LJ: Basically, I don’t like to sit still that long. I hate going to the salon. I don’t like to be under the hair dryer – it gets too hot. It’s boring. I don’t like any of it at all. I’d rather just have my hair braided or weaved up in some type of cute little thing and go on about my business. I don’t know how to use hot curlers. I can’t even flat iron my hair!
HH: That makes sense since you’ve been natural all of your life. Is it safe to say that, if you could, you’d just be a wild child?
LJ: I’d probably be walking around here look like Celie from The Color Purple. I sure would! [Laughs]
HH: Ha! So who is the stylist that’s not letting you do that?

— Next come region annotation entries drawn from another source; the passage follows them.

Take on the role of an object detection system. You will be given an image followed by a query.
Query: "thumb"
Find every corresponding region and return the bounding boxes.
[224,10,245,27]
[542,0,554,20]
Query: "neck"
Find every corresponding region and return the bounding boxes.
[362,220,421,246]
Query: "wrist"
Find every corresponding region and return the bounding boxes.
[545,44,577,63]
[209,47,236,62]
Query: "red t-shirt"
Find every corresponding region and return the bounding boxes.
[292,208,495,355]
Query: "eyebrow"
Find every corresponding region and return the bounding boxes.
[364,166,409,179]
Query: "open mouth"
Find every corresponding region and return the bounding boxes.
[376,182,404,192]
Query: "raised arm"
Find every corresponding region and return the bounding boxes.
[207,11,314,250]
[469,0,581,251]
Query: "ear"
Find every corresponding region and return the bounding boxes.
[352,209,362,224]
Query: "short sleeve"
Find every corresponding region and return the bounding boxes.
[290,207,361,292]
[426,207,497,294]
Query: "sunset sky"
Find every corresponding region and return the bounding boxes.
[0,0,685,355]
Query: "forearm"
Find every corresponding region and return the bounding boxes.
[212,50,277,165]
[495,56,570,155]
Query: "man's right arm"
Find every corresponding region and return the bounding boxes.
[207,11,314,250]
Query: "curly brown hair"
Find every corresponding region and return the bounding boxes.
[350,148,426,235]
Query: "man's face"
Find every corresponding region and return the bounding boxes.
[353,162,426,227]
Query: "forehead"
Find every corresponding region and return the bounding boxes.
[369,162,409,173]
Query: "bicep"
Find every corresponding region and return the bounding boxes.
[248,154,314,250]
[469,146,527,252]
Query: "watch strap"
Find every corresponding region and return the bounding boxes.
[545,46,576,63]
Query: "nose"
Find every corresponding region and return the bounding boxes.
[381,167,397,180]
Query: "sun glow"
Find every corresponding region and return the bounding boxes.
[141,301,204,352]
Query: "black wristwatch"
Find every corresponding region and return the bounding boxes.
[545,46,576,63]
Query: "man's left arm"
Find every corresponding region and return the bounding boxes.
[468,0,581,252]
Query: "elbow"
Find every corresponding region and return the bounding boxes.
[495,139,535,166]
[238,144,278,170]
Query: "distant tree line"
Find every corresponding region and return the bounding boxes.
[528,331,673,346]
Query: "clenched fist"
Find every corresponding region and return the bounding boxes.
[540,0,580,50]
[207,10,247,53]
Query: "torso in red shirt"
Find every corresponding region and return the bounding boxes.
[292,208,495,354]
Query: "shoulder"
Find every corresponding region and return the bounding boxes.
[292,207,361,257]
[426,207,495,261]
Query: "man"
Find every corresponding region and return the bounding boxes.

LJ: If it’s something very, very big, some type of event, then we go and get a whole glam team for that kind of professional look . But I’m such a homebody. I’ll throw my sweats and t-shirts on and go. Ain’t nobody got time to have somebody come in my house to do my hair all the time. No, I’ll do it myself. Maybe that’s why I look a hot mess all the time!
HH: You definitely do not look a hot mess and we love seeing your giant mane. But, I did notice that you have it all covered up on your album cover. Was that intentional or a stylist’s choice?
LJ: Yes, that was intentional. I was inspired by some of the looks from the ‘70s and Diana Ross. I wanted to focus on the music and stay away from the hair, actually. That was a way of saying look at me, not necessarily my hair. Like you said, when people think of me, they think of the hair and I wanted you all to focus on the album.
HH: So, at some point it gets old, then?
LJ: I was like let me put this hood on so you just don’t see anything. But, it was also paying homage to my Black brothers and the young teenagers that, like Trayvon Martin, [have been] shot and killed because you have a hood on. It was a symbol for a lot of different things. Me staying focused on the music. Me staying focused on who we are as our individual selves versus what you might think. The perception. Just because we have our hair this way or hood on that doesn’t define who we are, the person I am. It represented a lot of different things.